House debates
Thursday, 26 November 2015
Adjournment
Forrest Electorate: Tourism
12:23 pm
Nola Marino (Forrest, Liberal Party) Share this | Link to this | Hansard source
This is the peak season for events in the south-west of Western Australia, and 2015 has been a great year for the best part of Australia. Last weekend, for instance, Margaret River hosted the annual spectacular Gourmet Escape. It is a festival of food and wine. It ran for two days over Saturday and Sunday, but the opening was on Thursday. Visitors were able to spend time at the central events, such as the Gourmet Village at Leeuwin Estate, or be part of 50 satellite and fringe events. It was extraordinary. The Margaret River Gourmet Escape brings food and wine experts from around the world and showcases the best of the south-west and Margaret River and shows exactly what they have to offer.
This year's guests included chefs Adriano Zumba, George Calombaris, Guillaume Brahimi, Rick and Jack Stein, Marco Pierre White, Mat Moran and Mark Best. These great talents joined chefs and critics from around the world to present the best food and dining this nation has to offer. There will be plenty of activity as well throughout the south-west, but before I get onto that I want to acknowledge and thank everyone who worked so hard on the wonderful Margaret River Gourmet Escape. It is an extraordinary event and I would encourage anyone who is in part of my world to consider attending whenever they can.
We have other events in the south-west this weekend. In Bunbury, the Dolphin Discovery Centre will be an absolute hub of activity this weekend when the Dolphin City Festival takes place. These are family fun days, and it will include a brews, blues and barbecue evening on Saturday. It sounds fantastic. Also there is the Donnybrook Food and Wine Fest on Saturday, so you can just imagine the amount of wonderful food and produce from the south-west that is available. Producers will showcase their wines and their foods in a very family-friendly environment on the banks of the Preston River in Donnybrook.
There is always something happening in the south-west and it is the tourism capital of the West. However, we do have more work to do. Yesterday the Australian Bureau of Statistics released its quarterly Survey of tourist accommodation. Australia's south-west had an average bed occupancy rate across all accommodation types of 32 per cent and an average room occupancy of 49 per cent from April to June 2015. In real terms this means that for those three months, of the 320,000 room nights available, only 157,000 room nights were occupied. In simpler terms, of the roughly 3½ thousand rooms available for rent in the south-west on average, only 1,700 had someone staying in them on any particular night. That is a lot of empty rooms and empty beds. That is why we have more to do.
The region has potential to expand, but we need to do this through numerous ways. One of the most important deciding factors that people use in choosing a holiday or tourist destination is ease of access. The south-west does not have its own interstate or international airport to allow visitors direct access, but we are working on this. To go to the region requires the travellers to fly to Perth and to arrange transport to get three hours south to see the greatest destinations than Western Australia has to offer. We are all working to fix this. A regional airport with the capacity to take interstate and ultimately overseas aeroplanes and tourists is essential to the economic stability of the region and for its long-term sustainability, and also to get the produce from the region out, as we know most of the freight goes in the bellies of passenger aircraft. That is exactly what I want to see happening in the south-west.
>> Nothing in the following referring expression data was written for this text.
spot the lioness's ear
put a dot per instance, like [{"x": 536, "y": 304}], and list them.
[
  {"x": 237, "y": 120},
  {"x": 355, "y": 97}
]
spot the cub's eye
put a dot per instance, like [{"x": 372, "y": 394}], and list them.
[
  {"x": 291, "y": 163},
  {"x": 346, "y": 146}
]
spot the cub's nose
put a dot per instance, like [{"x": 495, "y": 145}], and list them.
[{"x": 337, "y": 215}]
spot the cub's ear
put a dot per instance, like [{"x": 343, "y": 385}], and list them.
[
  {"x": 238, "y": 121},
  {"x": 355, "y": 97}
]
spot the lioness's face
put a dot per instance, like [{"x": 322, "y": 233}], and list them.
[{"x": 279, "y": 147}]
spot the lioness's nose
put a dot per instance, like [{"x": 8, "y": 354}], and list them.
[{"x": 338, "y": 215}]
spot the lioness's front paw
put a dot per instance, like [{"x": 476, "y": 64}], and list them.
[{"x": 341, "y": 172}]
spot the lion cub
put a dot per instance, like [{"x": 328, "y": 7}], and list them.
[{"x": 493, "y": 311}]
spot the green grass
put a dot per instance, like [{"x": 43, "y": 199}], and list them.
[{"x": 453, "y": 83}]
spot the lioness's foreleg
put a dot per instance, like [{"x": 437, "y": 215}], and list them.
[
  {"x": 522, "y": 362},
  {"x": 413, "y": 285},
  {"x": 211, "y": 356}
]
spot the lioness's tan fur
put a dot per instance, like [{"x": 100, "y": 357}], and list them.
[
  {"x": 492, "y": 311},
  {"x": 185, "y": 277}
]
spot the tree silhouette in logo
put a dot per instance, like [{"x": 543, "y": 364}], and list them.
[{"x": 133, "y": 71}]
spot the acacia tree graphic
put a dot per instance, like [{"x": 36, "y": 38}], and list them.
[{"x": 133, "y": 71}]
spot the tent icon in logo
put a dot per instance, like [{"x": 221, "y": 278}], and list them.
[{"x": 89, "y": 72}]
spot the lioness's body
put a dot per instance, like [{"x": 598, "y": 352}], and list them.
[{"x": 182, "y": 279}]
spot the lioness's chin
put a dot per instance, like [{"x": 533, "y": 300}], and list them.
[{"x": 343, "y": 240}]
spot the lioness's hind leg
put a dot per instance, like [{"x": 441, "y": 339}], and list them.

This simple fact of access has been recognised by the Western Australian state government, which has put significant funds into developing the Busselton Regional Airport. Of course, if those beds are to be filled in my part of the world in the south-west, we need to make it easy for people to access them, and that is part of the national and international efforts to upgrade the Busselton Regional Airport.
I want to go back to where I started: the Margaret River Gourmet Escape. I know there has been much coverage of it in Australia and overseas. When people come to our wonderful south-west—the Margaret River region—as in so many parts of this country, they are amazed at what they can see and at what they can do. We talk a lot about dining, and as a farmer, who is particularly proud of what we do, I can tell you that we produce some of the world's best food and produce in my part the world. If anyone gets the chance, come and try it. Come to the Margaret River Gourmet Escape and a range of other wonderful events.